Это верно, его безумная, буйная и все еще безудержная страсть к наркотикам отняла у него немало сил, однако импотентом он не был — пока; его разъедала двойственность более глубокая и странная, чем прямая и мужественная ненависть гомосексуалиста к себе самому. Генри Уоттон любил говорить — всякому, кто желал его слушать, — что «самым знаменательным типом современности является хамелеон». И хотя внешний его облик — костюмы с Сэвил-Роу, вещицы с Джермин-стрит и Бонд-стрит — казалось, спорил с этим высказыванием, истинна состояла в том, что под поверхностью планеты Уоттон лежал мир абсолютно текучий. Он был Мандарином интеллекта, набившим мозоли, уничтожая Космических оккупантов, выскочкой, предававшимся самой опасной классовой спелеологии. Он не исповедовал никаких политических взглядов, кроме необходимости революционных перемен — к худшему. В контексте столь всесторонне своенравного темперамента, сексуальная противоречивость была почти избыточной. Во всяком случае, так ему нравилось думать.

Ему также нравилось думать, что в любовнике он ищет не столько такое-то лицо или этакую фигуру — не говоря уж о стиле. (Ха! Как педерастично, как манерно, как изысканно, словно журчанье мочи в биде. Стиль — само это слово способно заставить его еще сотню десятилетий перебирать внутренние четки презрения). Нет, то, чего искал Уоттон, было нравственной глиной, которую можно лепить и формировать с той степенью определенности, отсутствие которой он ощущал в себе. Генри Уоттон хотел всего только быть кем-нибудь по доверенности.

Бэзил Холлуорд с его разговорами об «отсутствии стыда», с его прозелитской приверженностью правам «геев» (еще одно слово, которое если и могло существовать в лексиконе Уоттона, то всего лишь как оклик), оказался слишком несговорчивым, чтобы осуществить этот замысел на нем, как на податливом материале. Впрочем, Бэз, с его утонченной воинственностью, был отвергнут на ином основании. Уоттон не возражал против того, чтобы двойник его был борцом за светлую жизнь гомосексуалистов, собственно говоря, его бы это даже устроило. Дело было, скорее, в том, что Бэз цеплялся за столь экзальтированные представления о собственном артистизме, что его просто необходимо было отправить в отставку.

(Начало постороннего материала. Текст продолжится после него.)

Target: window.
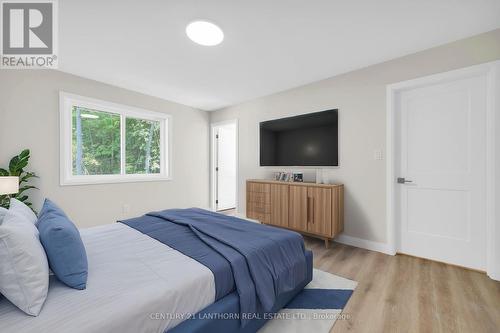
[60,92,170,185]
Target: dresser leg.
[325,238,330,249]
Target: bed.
[0,209,312,333]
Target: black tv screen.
[260,109,339,166]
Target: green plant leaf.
[9,155,29,176]
[16,195,28,202]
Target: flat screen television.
[260,109,339,166]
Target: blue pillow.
[37,199,88,290]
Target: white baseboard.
[333,235,395,255]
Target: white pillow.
[9,198,38,225]
[0,209,49,316]
[0,207,8,224]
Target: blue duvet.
[122,208,307,325]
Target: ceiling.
[59,0,500,110]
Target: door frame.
[210,119,239,212]
[386,61,500,280]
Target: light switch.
[122,204,130,214]
[373,149,384,161]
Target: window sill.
[60,174,172,186]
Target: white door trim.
[386,61,500,280]
[210,119,239,211]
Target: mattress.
[0,223,215,333]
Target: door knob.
[398,177,413,184]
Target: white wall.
[210,29,500,243]
[0,70,209,227]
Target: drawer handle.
[307,197,314,224]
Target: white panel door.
[215,123,237,210]
[396,76,486,270]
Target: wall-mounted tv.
[260,109,339,166]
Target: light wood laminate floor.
[306,238,500,333]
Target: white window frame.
[59,91,172,186]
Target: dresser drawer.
[247,201,271,214]
[248,192,271,204]
[247,182,270,193]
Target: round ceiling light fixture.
[186,21,224,46]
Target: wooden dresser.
[246,179,344,247]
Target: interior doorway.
[211,120,238,212]
[387,62,500,279]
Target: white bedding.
[0,223,215,333]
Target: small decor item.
[274,171,293,182]
[0,149,38,210]
[293,172,304,183]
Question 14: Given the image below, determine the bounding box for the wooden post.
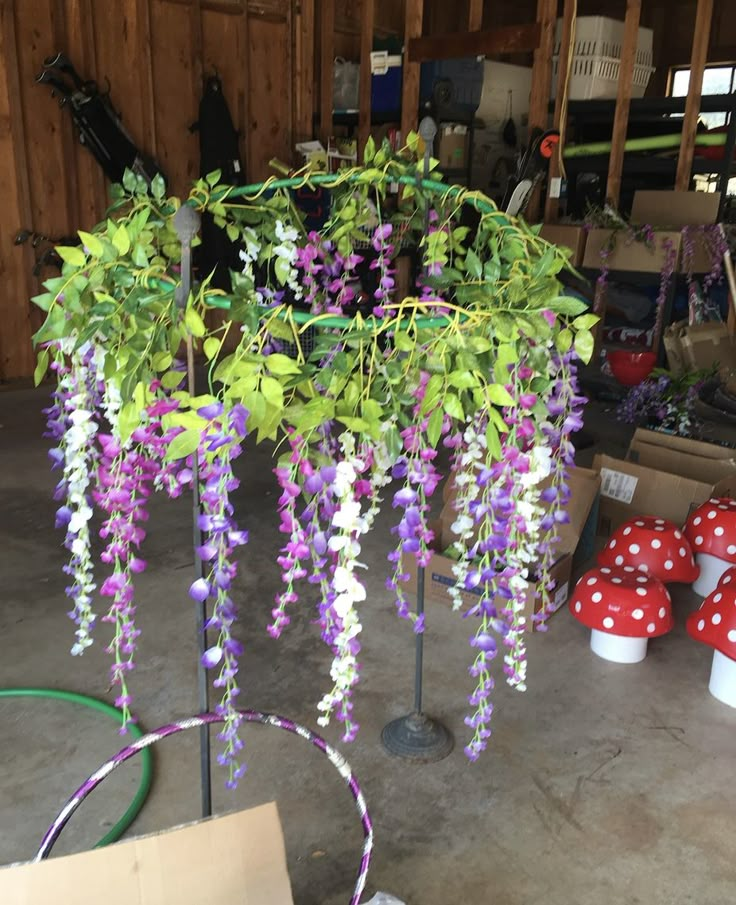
[606,0,641,206]
[468,0,483,31]
[358,0,376,159]
[675,0,713,192]
[319,0,335,148]
[401,0,424,143]
[526,0,557,223]
[544,0,577,223]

Бэз старался утвердиться в роли фламинго, между тем как Уоттон желал использовать его в качестве крокетного молотка. И дело не в том, что Уоттон считал себя игроком, — в конце концов, что бы и сам-то он делал, если б ему пришлось стать художником, как не задирал цены на бутылки с мочой и не забивал банками с консервированным дерьмом полки на рынке личных сувенирчиков? Он сознавал — Бэз прав относительно направления, принятого концептуальным искусством, что до искусства, требующего чего-то большего, нежели сноровка, увы, нужными для него умениями Уоттон тоже не обладал. Как не обладал ни ясностью сознания, необходимой для занятий литературой, ни фанатизмом, потребным для съемок фильма. Люди, знакомившиеся с ним на добропорядочных коктейлях, попасть на которые можно было только по приглашению, полагали, будто он подает себя как некоего современного денди, flâneur’а или бульвардье, усматривая в себе самом произведение искусства. Те же, кто встречался с ним в притонах или подпольных клубах, принимали как нечто само собой разумеющееся, что у него имеется личное состояние. Однако ни то, ни другое верным не было.

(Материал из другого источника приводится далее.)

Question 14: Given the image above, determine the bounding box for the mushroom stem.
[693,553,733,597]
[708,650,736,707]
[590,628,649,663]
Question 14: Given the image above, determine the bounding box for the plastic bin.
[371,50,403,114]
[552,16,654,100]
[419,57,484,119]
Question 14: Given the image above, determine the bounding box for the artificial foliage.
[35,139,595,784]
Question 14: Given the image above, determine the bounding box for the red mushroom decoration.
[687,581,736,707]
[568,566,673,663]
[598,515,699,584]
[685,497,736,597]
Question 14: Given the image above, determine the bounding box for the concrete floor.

Уоттон состоял на иждивении жены, Нетопырки, он не создал ничего, кроме тех, подобных Дориану людей, с которыми некогда познакомился и которыми с тех пор манипулировал. Подобно некоему царственному матриарху, сам Уоттон вульгарных симптомов женоненавистничества не выказывал, он был, скорее, их переносчиком. Никто — avant la lettre — не поверил бы, будто между Уоттонами происходили половые сношения. Она представлялась слишком невнятной, он слишком независимым, чтобы их гениталии могли подобраться друг к другу достаточно близко и в подходящее для этого время. Если таковые и набухали одновременно, их, надо полагать, разделяла стена либо пол с потолком.

Что же, если Уоттон обладал способностью совершить акт любви, пробившись через твердую поверхность, одаренность его воображения была равно волшебной. Ему достаточно было провести в обществе любовника лишь краткое время, чтобы затем с немыслимой точностью рисовать его дела и поступки.

* * *

После недельного знакомства с Уоттоном, в состав которого вошла и единственная ночь, проведенная в кроваво-красной спальне на первом этаже дома Уоттона в Челси, с Дорианом приключился вульгарный приступ ненависти к женщинам вообще. Он обнаружил, что презирает их формы, запах, гениталии, липко-сладкие секреции — слезные, вагинальные, эмоциональные — волосы, лица, напевность их голосов. Все это оказалось особенно неудачным для молодой женщины, с которой он предавался любовным играм в последний свой оксфордский терм. «Играм» в том смысле, что Дориан от случая к случаю изображал влюбленность, между тем как она старательно сооружала для себя типовую иллюзию, с которой и намеревалась жить дальше. «Любовным» — ни в каком смысле вообще.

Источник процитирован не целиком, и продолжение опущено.